The music of the Four Seasons will always be a very picturesque affair. Singer Frankie Valli has only to open his mouth, and moonlit images of the old-time Italian ghettos of the northeastern United States are conjured in the mind, particularly those of the New York/New Jersey metro area. Director Des McAnuff delivers a realistic story which melds perfectly with Ron Melrose’s spot-on musical direction, with powerful orchestrations by Steve Orich. Imagination isn't required here, such are the vivid scenes executed onstage. One needn't try too hard, to see groups of young men clapping, singing and dancing, around blazing trashcans, on the street-corners of this special place, where the downtrodden millions rose like phoenixes to disseminate their ethnic blood in glittering waves across the cosmopolitan but grimy urban landscape. Frankie Valli's unique, iconic voice peals like a ripe august bell over an ocean of hot tenements, and the hit "Sherry" oozes from the speakers like a sub-modern Romeo and Juliet; we picture a youthful Italian-American, brooding in the summer shadows in the heart of the nighttime apartment complexes, summoning his sweetheart to the balcony, asking her to come out, to dance and be alive in a world now gone forever.

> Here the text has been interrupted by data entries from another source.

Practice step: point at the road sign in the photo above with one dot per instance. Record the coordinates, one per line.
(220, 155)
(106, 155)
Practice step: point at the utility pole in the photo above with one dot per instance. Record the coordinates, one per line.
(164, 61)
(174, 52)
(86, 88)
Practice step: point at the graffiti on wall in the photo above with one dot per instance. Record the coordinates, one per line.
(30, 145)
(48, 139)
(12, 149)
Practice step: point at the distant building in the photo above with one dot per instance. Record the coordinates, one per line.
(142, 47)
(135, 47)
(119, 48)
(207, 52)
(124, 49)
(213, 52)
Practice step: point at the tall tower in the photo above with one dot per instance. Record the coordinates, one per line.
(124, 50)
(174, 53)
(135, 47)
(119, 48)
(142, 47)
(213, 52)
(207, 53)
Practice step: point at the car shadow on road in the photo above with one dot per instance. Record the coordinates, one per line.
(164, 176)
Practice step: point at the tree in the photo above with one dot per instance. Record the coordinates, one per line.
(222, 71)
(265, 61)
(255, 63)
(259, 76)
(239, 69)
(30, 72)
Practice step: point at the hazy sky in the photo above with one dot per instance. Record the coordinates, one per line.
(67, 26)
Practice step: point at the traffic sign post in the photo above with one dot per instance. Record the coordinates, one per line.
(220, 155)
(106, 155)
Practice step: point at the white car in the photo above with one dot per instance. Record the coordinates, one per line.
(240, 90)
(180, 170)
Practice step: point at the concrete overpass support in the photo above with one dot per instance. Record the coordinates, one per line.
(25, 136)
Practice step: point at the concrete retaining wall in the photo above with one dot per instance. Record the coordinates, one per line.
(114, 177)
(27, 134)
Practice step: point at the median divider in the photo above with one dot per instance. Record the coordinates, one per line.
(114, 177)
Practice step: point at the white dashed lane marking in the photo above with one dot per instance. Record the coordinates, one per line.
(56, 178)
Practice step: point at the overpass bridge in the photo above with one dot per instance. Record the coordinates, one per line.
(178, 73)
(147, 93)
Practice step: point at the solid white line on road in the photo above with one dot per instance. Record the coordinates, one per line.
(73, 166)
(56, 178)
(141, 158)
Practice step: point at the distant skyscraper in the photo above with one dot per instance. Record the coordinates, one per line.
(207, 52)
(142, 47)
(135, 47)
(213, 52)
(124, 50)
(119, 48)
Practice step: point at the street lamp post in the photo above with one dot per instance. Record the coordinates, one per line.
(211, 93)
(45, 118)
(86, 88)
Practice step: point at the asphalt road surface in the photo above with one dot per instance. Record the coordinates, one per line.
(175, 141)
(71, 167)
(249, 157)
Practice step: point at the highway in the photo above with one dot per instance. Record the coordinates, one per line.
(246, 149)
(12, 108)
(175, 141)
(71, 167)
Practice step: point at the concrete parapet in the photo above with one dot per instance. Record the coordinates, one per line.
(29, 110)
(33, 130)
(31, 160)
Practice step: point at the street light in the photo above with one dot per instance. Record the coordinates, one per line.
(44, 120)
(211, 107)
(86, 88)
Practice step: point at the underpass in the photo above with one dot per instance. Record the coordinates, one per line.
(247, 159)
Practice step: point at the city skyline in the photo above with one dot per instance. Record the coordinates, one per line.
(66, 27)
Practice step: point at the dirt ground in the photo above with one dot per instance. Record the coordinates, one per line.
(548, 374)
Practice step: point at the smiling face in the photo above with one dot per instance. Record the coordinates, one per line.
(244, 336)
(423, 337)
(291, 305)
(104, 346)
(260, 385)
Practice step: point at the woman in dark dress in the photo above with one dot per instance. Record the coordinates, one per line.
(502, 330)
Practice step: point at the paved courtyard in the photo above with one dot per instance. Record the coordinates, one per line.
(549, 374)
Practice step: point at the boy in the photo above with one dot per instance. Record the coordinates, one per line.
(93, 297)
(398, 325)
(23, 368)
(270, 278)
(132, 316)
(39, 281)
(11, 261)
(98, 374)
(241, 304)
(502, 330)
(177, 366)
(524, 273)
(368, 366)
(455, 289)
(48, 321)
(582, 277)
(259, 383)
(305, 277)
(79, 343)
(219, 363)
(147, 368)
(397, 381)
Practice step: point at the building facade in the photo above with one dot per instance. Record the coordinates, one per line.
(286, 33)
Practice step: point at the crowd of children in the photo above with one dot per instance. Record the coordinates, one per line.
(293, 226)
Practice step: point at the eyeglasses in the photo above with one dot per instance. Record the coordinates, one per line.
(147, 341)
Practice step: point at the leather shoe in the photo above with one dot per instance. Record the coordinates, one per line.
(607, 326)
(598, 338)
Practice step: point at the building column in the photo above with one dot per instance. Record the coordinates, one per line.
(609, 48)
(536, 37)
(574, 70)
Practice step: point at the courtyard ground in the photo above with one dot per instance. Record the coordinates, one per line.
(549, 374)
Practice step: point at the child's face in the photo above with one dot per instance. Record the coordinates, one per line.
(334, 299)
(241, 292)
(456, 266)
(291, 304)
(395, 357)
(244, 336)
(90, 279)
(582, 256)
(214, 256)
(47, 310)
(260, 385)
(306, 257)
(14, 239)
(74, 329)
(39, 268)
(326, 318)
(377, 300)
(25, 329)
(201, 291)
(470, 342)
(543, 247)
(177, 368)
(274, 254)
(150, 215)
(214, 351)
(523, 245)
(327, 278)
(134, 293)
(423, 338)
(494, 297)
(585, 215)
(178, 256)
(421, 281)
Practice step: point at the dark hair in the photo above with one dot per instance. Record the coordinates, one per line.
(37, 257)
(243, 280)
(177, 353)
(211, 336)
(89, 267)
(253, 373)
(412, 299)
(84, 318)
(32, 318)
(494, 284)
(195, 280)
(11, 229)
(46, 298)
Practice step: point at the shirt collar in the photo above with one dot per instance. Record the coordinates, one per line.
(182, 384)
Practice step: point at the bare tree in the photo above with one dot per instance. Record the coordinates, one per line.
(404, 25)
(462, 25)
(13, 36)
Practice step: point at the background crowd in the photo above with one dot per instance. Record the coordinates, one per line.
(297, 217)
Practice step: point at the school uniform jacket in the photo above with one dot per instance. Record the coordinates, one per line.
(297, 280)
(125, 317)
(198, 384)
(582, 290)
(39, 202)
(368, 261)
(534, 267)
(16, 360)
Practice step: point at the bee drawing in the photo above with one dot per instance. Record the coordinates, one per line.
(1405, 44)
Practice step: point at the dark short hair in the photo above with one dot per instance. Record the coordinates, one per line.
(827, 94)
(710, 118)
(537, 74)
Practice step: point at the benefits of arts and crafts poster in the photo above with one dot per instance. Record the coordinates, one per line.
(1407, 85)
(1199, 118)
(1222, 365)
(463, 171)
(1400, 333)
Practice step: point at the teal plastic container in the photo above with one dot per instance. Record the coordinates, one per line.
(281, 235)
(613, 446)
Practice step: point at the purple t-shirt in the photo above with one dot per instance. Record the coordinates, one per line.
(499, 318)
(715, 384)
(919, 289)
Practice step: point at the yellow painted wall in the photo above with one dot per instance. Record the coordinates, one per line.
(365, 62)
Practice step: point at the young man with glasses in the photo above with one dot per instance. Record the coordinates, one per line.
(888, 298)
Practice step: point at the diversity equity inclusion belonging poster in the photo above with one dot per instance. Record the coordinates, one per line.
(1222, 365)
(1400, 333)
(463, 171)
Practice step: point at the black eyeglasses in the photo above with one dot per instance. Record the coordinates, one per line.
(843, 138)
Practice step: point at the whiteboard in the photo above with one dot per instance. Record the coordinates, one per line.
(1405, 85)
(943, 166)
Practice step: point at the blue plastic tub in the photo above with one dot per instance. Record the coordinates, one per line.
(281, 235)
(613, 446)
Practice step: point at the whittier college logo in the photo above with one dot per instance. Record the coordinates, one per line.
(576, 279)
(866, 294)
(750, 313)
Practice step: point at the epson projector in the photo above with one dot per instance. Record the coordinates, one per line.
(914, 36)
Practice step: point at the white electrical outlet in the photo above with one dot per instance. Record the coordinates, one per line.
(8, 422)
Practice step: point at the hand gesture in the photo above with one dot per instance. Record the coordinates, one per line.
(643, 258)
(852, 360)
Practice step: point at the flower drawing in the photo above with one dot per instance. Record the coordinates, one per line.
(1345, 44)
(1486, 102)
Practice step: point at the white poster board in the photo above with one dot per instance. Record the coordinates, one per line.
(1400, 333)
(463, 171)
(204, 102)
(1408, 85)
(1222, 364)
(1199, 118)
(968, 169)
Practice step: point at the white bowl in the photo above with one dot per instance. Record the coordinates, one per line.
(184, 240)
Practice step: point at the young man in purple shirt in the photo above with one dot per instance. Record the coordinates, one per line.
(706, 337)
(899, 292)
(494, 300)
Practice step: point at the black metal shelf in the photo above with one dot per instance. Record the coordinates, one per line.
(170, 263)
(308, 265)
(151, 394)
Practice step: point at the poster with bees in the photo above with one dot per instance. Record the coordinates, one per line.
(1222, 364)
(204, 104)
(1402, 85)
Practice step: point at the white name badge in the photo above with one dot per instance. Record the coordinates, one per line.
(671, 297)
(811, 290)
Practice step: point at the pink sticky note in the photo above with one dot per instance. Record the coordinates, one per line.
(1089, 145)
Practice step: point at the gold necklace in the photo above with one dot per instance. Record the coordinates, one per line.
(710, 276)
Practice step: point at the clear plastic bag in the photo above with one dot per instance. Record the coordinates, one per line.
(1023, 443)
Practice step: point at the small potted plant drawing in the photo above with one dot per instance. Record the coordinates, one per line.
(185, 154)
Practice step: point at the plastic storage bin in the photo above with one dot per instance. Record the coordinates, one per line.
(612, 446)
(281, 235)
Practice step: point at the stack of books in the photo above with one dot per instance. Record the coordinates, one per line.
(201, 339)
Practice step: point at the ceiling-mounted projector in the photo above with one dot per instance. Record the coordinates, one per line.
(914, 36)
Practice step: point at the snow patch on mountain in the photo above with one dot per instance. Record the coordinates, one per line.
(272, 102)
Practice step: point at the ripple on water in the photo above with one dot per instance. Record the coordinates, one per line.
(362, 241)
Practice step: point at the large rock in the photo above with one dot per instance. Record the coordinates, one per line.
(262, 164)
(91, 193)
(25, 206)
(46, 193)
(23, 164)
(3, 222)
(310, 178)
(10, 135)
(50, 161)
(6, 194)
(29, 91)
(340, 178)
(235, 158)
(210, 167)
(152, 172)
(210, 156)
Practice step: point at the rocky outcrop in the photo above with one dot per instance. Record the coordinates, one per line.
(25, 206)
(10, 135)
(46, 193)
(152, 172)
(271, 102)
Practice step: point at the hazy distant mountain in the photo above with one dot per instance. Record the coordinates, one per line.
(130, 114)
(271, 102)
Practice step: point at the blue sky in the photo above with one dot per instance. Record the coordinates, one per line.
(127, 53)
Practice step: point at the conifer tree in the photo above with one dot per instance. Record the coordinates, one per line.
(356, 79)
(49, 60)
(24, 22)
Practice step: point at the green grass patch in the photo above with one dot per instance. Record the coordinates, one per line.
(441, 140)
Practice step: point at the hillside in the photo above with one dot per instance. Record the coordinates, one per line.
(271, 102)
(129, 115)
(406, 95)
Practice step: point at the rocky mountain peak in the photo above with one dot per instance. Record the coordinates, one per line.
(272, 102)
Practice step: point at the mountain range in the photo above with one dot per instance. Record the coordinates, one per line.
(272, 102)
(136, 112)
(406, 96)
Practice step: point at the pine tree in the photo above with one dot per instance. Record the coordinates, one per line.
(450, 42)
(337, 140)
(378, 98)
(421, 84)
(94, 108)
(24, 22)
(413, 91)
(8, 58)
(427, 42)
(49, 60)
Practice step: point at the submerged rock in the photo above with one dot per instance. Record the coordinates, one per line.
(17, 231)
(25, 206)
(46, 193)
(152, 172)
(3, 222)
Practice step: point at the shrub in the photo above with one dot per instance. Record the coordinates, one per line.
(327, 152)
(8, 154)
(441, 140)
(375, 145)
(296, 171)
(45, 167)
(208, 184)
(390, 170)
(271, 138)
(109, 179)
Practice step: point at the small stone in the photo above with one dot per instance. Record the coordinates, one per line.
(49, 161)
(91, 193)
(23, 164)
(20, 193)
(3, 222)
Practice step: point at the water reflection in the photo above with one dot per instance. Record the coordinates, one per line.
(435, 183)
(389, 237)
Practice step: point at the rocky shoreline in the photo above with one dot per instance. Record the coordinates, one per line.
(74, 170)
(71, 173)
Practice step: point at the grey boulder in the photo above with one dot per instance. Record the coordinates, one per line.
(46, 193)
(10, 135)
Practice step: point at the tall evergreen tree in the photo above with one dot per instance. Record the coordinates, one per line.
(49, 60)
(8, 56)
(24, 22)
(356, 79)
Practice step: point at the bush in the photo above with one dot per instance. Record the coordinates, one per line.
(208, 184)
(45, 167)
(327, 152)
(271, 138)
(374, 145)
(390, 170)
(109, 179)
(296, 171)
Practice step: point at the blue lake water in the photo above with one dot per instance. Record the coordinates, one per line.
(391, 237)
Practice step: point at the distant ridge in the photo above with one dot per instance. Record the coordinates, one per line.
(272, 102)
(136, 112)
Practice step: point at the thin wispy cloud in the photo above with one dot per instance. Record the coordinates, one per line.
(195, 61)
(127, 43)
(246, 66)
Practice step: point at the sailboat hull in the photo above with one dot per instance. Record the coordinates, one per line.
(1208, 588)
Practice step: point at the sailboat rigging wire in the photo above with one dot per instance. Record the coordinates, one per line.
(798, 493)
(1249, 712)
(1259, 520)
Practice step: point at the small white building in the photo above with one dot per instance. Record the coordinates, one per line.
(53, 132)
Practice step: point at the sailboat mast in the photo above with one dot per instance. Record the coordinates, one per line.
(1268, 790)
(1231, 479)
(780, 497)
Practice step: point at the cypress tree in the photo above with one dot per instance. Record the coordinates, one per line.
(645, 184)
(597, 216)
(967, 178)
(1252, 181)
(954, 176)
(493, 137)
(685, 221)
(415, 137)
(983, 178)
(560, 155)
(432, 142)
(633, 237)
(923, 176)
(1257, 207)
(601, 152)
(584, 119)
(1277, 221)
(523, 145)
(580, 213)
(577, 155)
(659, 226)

Well, almost forever. Those of you who're plugged in enough to know what's going on in the world will have already been to see the amazing "Jersey Boys", the story of Frankie Valli and the Four Seasons. This production depicts that world excellently, capturing the atmospherics of the neighborhoods to such a sharp degree you could be forgiven for forgetting that you were in a theatre. The four band members, all vigorous young men in the prime of their lives, each take turns to tell the story of how they became famous, of the twists and turns of a life both frightening and adventurous. This is old school Italian storytelling, pre-drug era storytelling, that sees old fashioned hoods pulling heists and singing in exciting new bands all at the same time. There's personality clashes and betrayals, omerta, sweat and tears, and the audience is taken on a wild and romantic ride through relatively unchartered territory. Frankie Valli, Nick Massi, and Tommy DeVito, the boys from Jersey, were joined by Bob Gaudio from the multi-storied Bronx when he met the guys after moving to their corner of the Garden State. Tommy DeVito's numerous ventures into the world of the Mob caused bust-ups and turbulence in the evolution of this beautiful musical outfit, and these episodes unfold tantalizingly for the audience, in the form of John Lloyd Young (Valli), J. Robert Spencer (Nick Massi), Christian Hoff (Tommy DeVito), and Daniel Reichard (Bob Gaudio), four actors who could not have been better suited for the roles.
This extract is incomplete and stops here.